Suggestions for improvement
Temp table rewrite
The best option I can think of would be to break the query up into smaller chunks. For instance, you could just select the trans_header
rows that meet your where clause into a #temp
table. Then use that temp table in the main query instead of trans_header
.
This could improve estimates and let the optimizer produce a better plan – potentially avoiding any spills or other tempdb activity.
That, generally, looks like this. Sorry if there are any slight typos, it’s tough not having intellisense
SELECT
a.[term_id],
a.[trans_ref_no],
a.supplier_no,
a.cust_no,
a.trans_id,
a.carrier,
a.folio_yr,
a.folio_mo,
a.folio_no,
a.transaction_date
INTO #trans_header_temp
FROM [TOPHAT].[trans_header] AS a with (nolock)
WHERE
a.folio_yr=year(getdate())-1
AND a.transaction_date <>' 00000';
INSERT INTO [TOPHAT].[terminal_volume]
([term_id]
,[terminal_name]
,[folio_yr]
,[folio_mo]
,[folio_no]
,[folio_year_month]
,[product_id]
,[prod_name]
,[product_id_name]
,[supplier_no]
,[supplier_name]
,[supplier_no_name]
,[customer_no]
,[customer_name]
,[carrier_no]
,[carrier_name]
,[bbl]
,[gallon]
,[customer_no_name]
,[trans_code]
,[transaction_description]
,[transaction_code_description]
,[transaction_year]
,[transaction_month]
,[transaction_date]
,[getdate])
select a.[term_id],
tp.name as terminal_name,
a.folio_yr,
a.folio_mo,
a.folio_no,
cast(a.folio_yr + '-' + a.folio_mo +'-01' as date) as folio_year_month,
p.prod_id as product_id,
p.prod_name as prod_name,
p.prod_id+' '+p.prod_name as product_id_name,
s.supplier_no,
s.supplier_name,
s.supplier_no+' '+s.supplier_name as supplier_no_name,
cu.cust_no as customer_no,
cu.cust_name as customer_name,
a.carrier as carrier_no,
ca.name as carrier_name,
sum((convert(decimal(12,2),b.net)*(case when b.sign is null then 1 else -1 end))/42) as 'bbl',
sum(convert(decimal(12,2),b.net)*(case when b.sign is null then 1 else -1 end)) as gallon,
cu.cust_no+' '+ cu.cust_name as customer_no_name,
tv.trans_code,
tv.trans_desc as transaction_description,
tv.trans_code+' '+tv.trans_desc as transaction_code_description,
'20'+ left(a.transaction_date, 2) as transaction_year,
substring(a.transaction_date, 3, 2) as transaction_month,
case when isdate(a.transaction_date) = 0 then null
else
cast(a.transaction_date as date) end as transaction_date,
cast(getdate() as date) as [getdate]
from
#trans_header_temp as a with (nolock)
inner join [TOPHAT].[terminal_profile] as tp with (nolock)
on a.term_id = tp.term_id
inner join [TOPHAT].[trans_products] as b with (nolock)
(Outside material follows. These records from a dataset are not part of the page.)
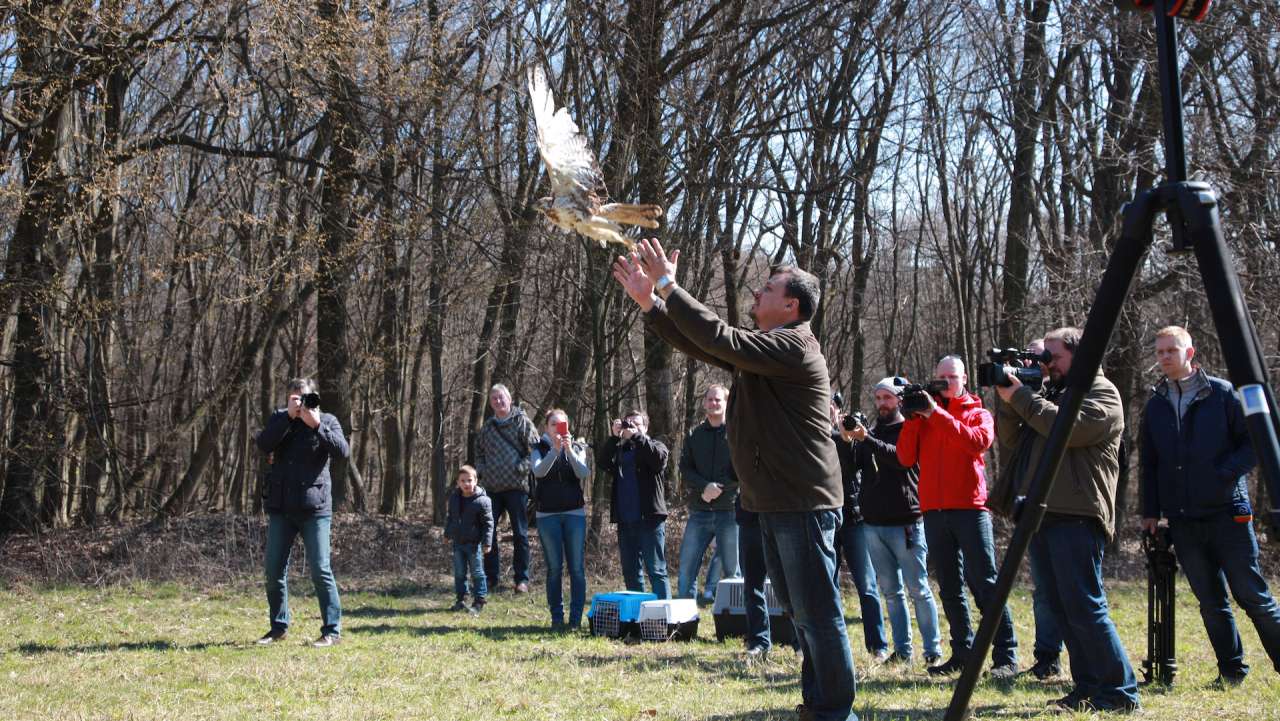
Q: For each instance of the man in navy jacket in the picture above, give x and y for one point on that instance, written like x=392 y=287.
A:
x=300 y=441
x=1196 y=457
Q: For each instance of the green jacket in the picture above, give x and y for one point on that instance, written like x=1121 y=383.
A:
x=1086 y=483
x=778 y=418
x=704 y=460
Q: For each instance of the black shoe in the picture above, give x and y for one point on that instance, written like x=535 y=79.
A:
x=952 y=666
x=897 y=660
x=1229 y=680
x=1070 y=702
x=272 y=637
x=1045 y=670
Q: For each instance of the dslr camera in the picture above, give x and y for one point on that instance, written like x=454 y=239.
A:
x=853 y=420
x=996 y=373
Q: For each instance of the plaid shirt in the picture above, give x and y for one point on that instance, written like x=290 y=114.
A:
x=498 y=461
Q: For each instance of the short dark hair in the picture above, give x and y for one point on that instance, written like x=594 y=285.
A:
x=801 y=286
x=1069 y=337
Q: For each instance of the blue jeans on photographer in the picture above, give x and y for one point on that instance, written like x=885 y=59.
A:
x=900 y=557
x=469 y=556
x=280 y=532
x=1217 y=553
x=963 y=550
x=1070 y=552
x=704 y=526
x=800 y=553
x=516 y=505
x=563 y=538
x=853 y=548
x=644 y=542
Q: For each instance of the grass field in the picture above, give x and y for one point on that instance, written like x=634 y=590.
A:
x=169 y=651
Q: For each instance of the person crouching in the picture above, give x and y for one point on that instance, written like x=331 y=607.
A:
x=470 y=528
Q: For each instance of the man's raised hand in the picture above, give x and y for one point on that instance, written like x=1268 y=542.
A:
x=654 y=260
x=632 y=278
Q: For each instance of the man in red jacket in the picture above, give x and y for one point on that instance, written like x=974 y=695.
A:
x=949 y=441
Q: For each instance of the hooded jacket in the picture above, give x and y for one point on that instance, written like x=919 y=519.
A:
x=778 y=416
x=298 y=478
x=1086 y=483
x=949 y=446
x=470 y=523
x=1196 y=465
x=704 y=459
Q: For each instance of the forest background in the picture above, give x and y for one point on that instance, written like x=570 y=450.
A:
x=201 y=199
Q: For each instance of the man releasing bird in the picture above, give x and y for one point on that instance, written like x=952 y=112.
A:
x=579 y=199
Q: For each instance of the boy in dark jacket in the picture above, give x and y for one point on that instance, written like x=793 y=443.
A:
x=470 y=528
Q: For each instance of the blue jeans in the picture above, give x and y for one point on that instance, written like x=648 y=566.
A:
x=469 y=555
x=1072 y=553
x=800 y=553
x=1048 y=639
x=900 y=557
x=563 y=538
x=959 y=539
x=702 y=528
x=515 y=503
x=645 y=542
x=280 y=532
x=853 y=547
x=750 y=555
x=1216 y=553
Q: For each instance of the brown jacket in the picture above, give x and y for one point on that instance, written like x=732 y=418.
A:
x=1086 y=483
x=778 y=420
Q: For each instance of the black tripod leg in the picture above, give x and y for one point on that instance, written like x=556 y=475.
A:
x=1121 y=269
x=1240 y=348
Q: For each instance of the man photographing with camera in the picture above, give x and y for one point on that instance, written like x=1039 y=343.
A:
x=782 y=452
x=947 y=438
x=1078 y=523
x=300 y=439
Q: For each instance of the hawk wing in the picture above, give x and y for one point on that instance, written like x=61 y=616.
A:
x=570 y=163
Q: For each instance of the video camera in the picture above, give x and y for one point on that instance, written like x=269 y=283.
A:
x=915 y=396
x=996 y=373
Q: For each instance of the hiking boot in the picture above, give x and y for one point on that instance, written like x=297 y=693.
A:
x=952 y=666
x=272 y=637
x=1045 y=670
x=1006 y=672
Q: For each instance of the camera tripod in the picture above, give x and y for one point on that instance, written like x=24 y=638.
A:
x=1193 y=219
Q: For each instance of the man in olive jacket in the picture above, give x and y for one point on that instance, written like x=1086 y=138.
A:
x=1066 y=551
x=781 y=447
x=300 y=441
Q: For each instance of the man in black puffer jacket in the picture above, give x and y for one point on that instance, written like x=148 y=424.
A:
x=300 y=441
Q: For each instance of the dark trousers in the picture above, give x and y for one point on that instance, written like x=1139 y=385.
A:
x=961 y=542
x=1072 y=553
x=1219 y=553
x=513 y=503
x=750 y=557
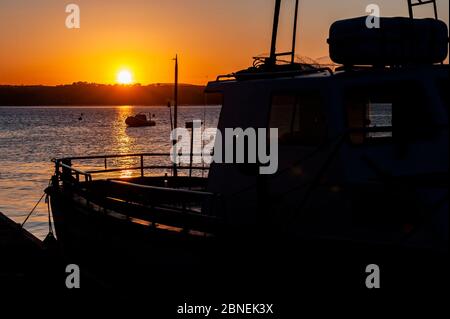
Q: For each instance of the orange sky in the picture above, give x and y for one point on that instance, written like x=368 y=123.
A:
x=211 y=37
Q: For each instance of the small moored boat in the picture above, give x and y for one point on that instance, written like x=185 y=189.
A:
x=139 y=120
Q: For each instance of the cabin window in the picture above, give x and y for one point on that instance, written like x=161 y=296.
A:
x=443 y=88
x=299 y=118
x=385 y=112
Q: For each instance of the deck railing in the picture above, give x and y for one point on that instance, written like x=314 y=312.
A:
x=65 y=168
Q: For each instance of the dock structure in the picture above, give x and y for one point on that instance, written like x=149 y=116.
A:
x=24 y=259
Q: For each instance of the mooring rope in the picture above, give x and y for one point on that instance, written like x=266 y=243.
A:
x=32 y=211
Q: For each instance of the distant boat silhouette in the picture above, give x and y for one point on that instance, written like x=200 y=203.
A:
x=139 y=120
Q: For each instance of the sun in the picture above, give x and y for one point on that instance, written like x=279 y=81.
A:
x=124 y=77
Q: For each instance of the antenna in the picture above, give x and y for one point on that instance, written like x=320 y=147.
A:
x=415 y=3
x=272 y=60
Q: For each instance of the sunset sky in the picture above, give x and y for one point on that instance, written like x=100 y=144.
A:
x=142 y=36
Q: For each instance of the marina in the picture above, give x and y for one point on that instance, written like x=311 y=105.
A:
x=325 y=171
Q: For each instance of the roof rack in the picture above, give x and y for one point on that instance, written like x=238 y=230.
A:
x=414 y=3
x=289 y=70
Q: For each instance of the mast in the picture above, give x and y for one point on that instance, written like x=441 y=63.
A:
x=294 y=32
x=175 y=113
x=272 y=60
x=273 y=48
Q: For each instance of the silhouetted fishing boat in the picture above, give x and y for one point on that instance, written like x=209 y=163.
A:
x=139 y=120
x=363 y=167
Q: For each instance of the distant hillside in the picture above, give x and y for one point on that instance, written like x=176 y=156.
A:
x=84 y=94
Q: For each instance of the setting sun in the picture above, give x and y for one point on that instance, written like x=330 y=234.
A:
x=124 y=77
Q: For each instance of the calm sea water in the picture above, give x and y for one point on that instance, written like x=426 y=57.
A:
x=31 y=136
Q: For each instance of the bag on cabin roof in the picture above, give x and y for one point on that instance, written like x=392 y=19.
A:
x=398 y=41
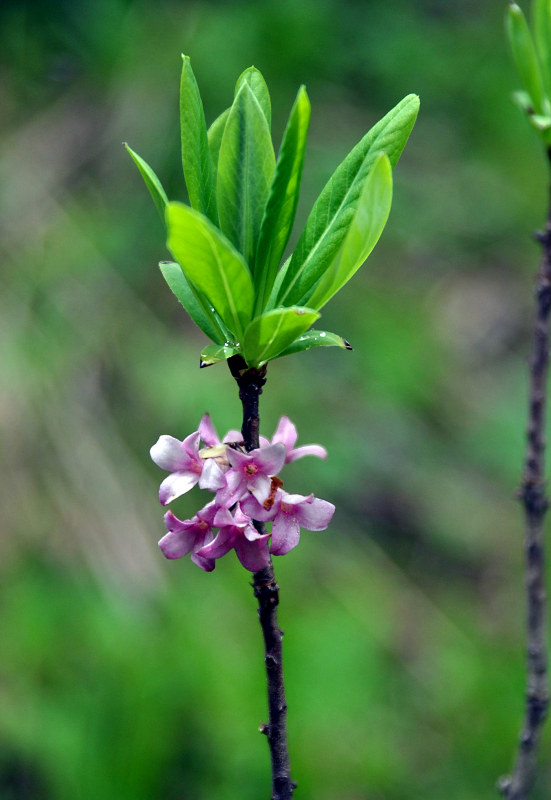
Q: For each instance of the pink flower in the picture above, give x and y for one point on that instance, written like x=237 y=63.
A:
x=251 y=472
x=286 y=433
x=290 y=513
x=190 y=535
x=238 y=533
x=210 y=437
x=187 y=468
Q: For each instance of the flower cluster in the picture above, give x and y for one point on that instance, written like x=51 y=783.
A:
x=246 y=488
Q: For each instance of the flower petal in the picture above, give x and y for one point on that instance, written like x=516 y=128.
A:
x=232 y=436
x=256 y=510
x=175 y=485
x=315 y=516
x=212 y=477
x=168 y=453
x=191 y=445
x=208 y=564
x=307 y=450
x=176 y=545
x=260 y=487
x=207 y=431
x=285 y=534
x=253 y=555
x=270 y=459
x=222 y=544
x=286 y=433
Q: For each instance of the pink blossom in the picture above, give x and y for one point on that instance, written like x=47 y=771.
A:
x=190 y=535
x=290 y=513
x=286 y=433
x=251 y=472
x=187 y=467
x=238 y=533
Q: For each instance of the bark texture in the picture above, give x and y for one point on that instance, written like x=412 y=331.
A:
x=518 y=785
x=250 y=383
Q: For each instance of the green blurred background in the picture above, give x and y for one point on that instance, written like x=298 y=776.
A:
x=127 y=677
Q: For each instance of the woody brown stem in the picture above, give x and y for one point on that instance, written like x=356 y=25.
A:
x=532 y=494
x=250 y=382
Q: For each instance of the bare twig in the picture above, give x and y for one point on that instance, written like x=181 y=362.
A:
x=532 y=494
x=266 y=590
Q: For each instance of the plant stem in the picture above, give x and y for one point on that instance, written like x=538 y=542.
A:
x=266 y=590
x=532 y=494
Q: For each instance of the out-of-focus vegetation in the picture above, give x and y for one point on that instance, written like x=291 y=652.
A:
x=125 y=676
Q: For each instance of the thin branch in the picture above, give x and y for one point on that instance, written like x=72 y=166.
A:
x=266 y=590
x=532 y=494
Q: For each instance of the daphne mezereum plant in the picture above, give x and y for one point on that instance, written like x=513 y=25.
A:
x=531 y=49
x=228 y=245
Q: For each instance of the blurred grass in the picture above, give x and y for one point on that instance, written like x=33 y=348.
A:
x=122 y=675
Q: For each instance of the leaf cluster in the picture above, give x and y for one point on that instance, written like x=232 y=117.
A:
x=228 y=243
x=531 y=48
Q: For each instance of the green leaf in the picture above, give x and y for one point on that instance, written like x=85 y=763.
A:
x=334 y=210
x=540 y=122
x=258 y=86
x=363 y=234
x=525 y=56
x=151 y=181
x=196 y=160
x=245 y=169
x=214 y=136
x=213 y=353
x=312 y=339
x=211 y=263
x=541 y=24
x=269 y=334
x=195 y=305
x=282 y=201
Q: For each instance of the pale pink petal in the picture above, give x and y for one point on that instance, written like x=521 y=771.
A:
x=315 y=516
x=208 y=564
x=233 y=436
x=285 y=534
x=253 y=555
x=286 y=433
x=191 y=445
x=270 y=459
x=168 y=453
x=238 y=460
x=223 y=518
x=176 y=545
x=235 y=489
x=212 y=477
x=172 y=523
x=256 y=510
x=223 y=543
x=308 y=450
x=260 y=486
x=208 y=512
x=175 y=485
x=207 y=431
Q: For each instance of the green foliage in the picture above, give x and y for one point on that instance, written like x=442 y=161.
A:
x=272 y=332
x=245 y=168
x=334 y=210
x=231 y=242
x=151 y=181
x=211 y=263
x=530 y=48
x=283 y=199
x=196 y=157
x=364 y=230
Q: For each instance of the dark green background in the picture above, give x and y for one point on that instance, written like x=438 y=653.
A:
x=126 y=677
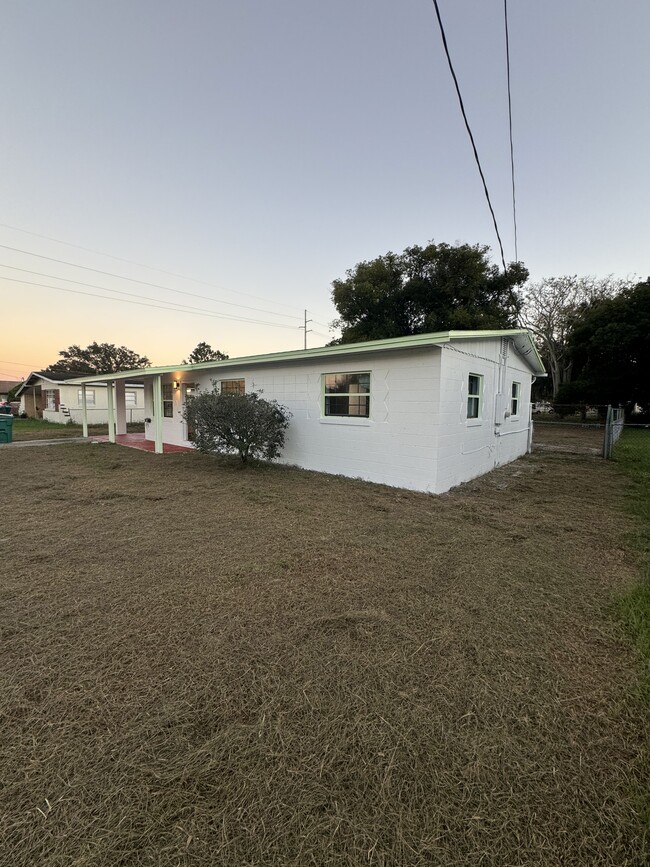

on a.[trans_ref_no] = b.[trans_ref_no]
inner join [TOPHAT].[product] as p with (nolock)
on p.term_id = a.term_id
and p.prod_id = b.prod_id
inner join TOPHAT.supplier as s with (nolock)
on s.supplier_no = a.supplier_no
inner join TOPHAT.customer as cu with (nolock)
on cu.cust_no = a.cust_no
and cu.supplier_no = a.supplier_no
inner join TOPHAT.trans_value as tv with (nolock)
on tv.trans_code = a.trans_id
inner join [TOPHAT].[carrier] as ca with (nolock)
on ca.term_id = a.term_id
and ca.carr_no = a.carrier
group by
a.[term_id],
tp.name ,
a.folio_yr,
a.folio_mo,
a.folio_no,
p.prod_id,
p.prod_name,
p.prod_id+' '+p.prod_name,
s.supplier_no,
s.supplier_name,
s.supplier_no+' '+s.supplier_name,
cu.cust_no,
cu.cust_name,
cu.cust_no+' '+ cu.cust_name,
a.carrier,
ca.name,
tv.trans_code,
tv.trans_desc,
tv.trans_code+' '+tv.trans_desc,
'20'+ left(a.transaction_date, 2),
substring(a.transaction_date, 3, 2) ,
a.transaction_date,
cast(a.folio_yr + '-' + a.folio_mo +'-01' as date)
Fix implicit conversions
Speaking of estimates, you have several implicit conversion warnings. It’s difficult to advise on how to deal with them, since we don’t have table and index definitions, but you should review them to see if they can be avoided. Especially the ones in the WHERE
clause:
Join hint
One low-effort approach would be to try and avoid that specific merge join with a join hint. This might cause performance to get worse, though, because it will force the order of the joins as written, which limits the optimizer can do quite a bit:
inner HASH join [TOPHAT].[product] as p with (nolock)
on p.term_id = a.term_id
and p.prod_id = b.prod_id
Note that this wouldn’t likely help with sort spills.